If you know much about trucks and the timber industry, you are probably amazed about the lack of mention of Kenworth on this site, at least until you got to this page. Kenworth and Peterbilt are names that go with Paccar of Seattle and their premium grade trucks were invented for the West Coast where trucks that are trucks were invented. Kenworth and their companion Peterbilt dominate the log truck market. The historic reason was simple, they offered big diesel engines and cabs that didn't fall apart on bad roads.
The truck here is made for off highway use, though much of the truck is the same as the highway models. This truck is most like what Kenworth calls the Constructor or C-500 model which is made for the construction industry.

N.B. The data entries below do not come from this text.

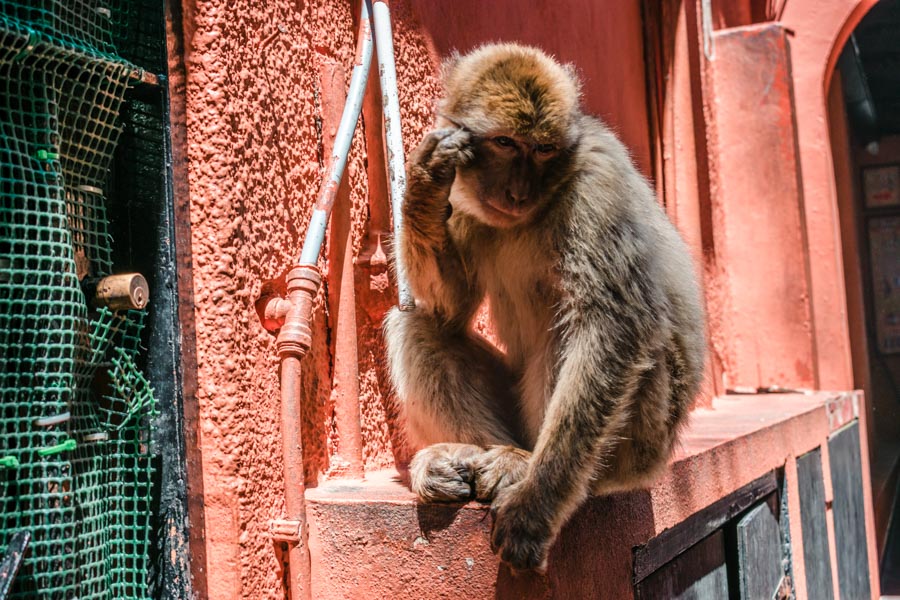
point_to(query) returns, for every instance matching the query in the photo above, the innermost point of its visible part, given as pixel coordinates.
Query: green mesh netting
(75, 409)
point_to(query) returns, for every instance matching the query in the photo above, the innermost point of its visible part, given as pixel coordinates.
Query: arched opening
(864, 125)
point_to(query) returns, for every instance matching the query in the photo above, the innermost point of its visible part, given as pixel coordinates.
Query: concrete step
(371, 539)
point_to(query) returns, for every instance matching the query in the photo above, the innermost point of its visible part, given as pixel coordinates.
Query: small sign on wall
(881, 186)
(884, 245)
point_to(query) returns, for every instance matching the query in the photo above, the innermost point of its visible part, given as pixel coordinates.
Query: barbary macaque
(521, 198)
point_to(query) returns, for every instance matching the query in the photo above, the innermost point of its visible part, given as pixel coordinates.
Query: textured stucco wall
(262, 104)
(264, 85)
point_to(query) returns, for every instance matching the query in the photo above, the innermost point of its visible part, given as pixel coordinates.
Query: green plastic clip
(46, 155)
(66, 446)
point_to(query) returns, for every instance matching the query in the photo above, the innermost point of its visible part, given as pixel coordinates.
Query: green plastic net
(75, 409)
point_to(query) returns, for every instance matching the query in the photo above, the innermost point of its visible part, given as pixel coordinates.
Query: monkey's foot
(522, 533)
(444, 472)
(497, 469)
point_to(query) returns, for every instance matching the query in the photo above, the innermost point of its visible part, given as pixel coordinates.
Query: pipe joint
(295, 335)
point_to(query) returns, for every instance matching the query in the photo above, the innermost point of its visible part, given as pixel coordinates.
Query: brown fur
(526, 201)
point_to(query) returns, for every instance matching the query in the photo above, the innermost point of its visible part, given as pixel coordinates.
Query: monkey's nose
(513, 198)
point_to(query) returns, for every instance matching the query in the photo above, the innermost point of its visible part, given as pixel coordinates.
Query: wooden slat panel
(759, 553)
(816, 558)
(668, 544)
(699, 573)
(849, 514)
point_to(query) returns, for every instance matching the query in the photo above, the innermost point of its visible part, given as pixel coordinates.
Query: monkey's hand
(444, 472)
(433, 164)
(523, 530)
(497, 469)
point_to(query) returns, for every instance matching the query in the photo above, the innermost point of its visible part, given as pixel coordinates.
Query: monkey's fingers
(497, 469)
(444, 473)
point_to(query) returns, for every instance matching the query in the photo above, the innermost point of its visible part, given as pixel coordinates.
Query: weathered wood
(849, 513)
(699, 573)
(11, 561)
(759, 553)
(671, 542)
(814, 526)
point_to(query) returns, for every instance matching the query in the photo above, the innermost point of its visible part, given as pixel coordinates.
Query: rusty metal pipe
(293, 342)
(286, 306)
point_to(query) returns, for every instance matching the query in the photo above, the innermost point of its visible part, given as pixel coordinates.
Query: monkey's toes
(436, 476)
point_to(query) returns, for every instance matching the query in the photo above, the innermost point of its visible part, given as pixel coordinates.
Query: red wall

Notably absent are the fairings for aerodynamics, and all the things that hang on the frame are hung high. Set back axles are also typical of this model.

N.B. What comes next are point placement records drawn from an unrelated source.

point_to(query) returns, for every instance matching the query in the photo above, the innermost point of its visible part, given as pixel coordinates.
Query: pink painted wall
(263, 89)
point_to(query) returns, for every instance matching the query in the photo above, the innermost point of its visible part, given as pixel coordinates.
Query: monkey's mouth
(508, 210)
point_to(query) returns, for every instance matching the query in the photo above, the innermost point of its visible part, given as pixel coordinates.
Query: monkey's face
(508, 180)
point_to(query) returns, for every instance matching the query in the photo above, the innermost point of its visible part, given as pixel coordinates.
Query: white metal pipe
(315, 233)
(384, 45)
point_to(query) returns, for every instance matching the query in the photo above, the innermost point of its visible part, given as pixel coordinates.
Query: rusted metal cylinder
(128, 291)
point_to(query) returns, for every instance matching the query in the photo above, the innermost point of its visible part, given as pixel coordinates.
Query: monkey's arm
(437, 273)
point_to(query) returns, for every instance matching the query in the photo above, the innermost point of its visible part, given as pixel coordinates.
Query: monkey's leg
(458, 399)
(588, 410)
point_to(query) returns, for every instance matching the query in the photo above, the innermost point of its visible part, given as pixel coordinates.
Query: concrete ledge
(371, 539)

What makes this truck special really are simply the axles. To be sure it has a double steel frame, but that can be ordered on a highway truck as well, but the tandem drive assembly is a 60,000lb monster that takes 12 x 24 tube type tires and provides an overall width of around 9 feet. The 11 foot bunk hangs out some but not a lot. The front axle is likewise a heavy weight and is set back more than is common on highway trucks.
This keeps the wheelbase down and makes the rig turn shorter, but is not favored on highway rigs because 'bridge formula' weight rules usually allow a truck to haul more if its wheelbase is longer. Anyone, it seems, that builds a bridge for 'off highway' use had better make it strong enough that subtleties like wheel base don't matter, as the nature of off highway trucking is that you stack on the truck whatever will fit, or whatever the truck will hold up, not the presumably lesser amount that the weigh master would approve of.
The front bumper is made of real steel, and has a 'follow me' hitch center front that is hooked to the frame well enough that you can tow this puppy with a D-8 and the truck will come. Heavy towing of a highway truck is more problematical. Often finding something really solid on the front is not that easy and one still has to worry about the axles coming off the truck if it is mired in the mud, so I have seen highway trucks with a cable run under the truck and anchored to the rear axles. In this fashion when you hook on with the D-8 and pull, the cable comes up tight and sort of lifts the truck out of the mud, and the rear axles which were likely mired have the cable directly attached to them so the stresses of the tow are not attempting to pull the truck apart. With the mounting of the 'follow me' hitch on the front of this truck, and the double steel frame, I wouldn't worry about pulling it part if one is towing with a mere D-8.
Remarkably, you won't find anything under the hood that is a surprise. This truck has what appears to be a very standard Cummins 350 followed by an equally generic 15 speed Road Ranger transmission. Gear ratios in the rear ends make of for the difference. These giant tires would be destroyed if driven over 50 MPH, and since the typical operating speeds are less than 25 MPH, power is not a problem. Those monster powerplants are there in an attempt to maintain 'highway speeds' on hills. A very tall rear end ratio will make this truck a real stump puller at a sacrifice of high speeds, but that is no sacrifice.
Peerless has been making log trailers since the mind of man run not to the contrary, and this trailer is no exception. The trailer is really very similar to the highway log trailers only its been on steroids. The brake lining is 10 inches wide on cast steel shoes, and the slack adjusters are of a jumbo size providing a longer handle than the standard truck S cam. Likewise the shaft diameter of the cam is larger than the standard truck.
The wheels are Budd wheels but of the jumbo bolt circle size (larger center hole and jumbo lug bolts that require a 1 3/4" socket for the outer nut and a 15/16" square for the inner nut. The wheels take 12 x 24" off highway tube type tires.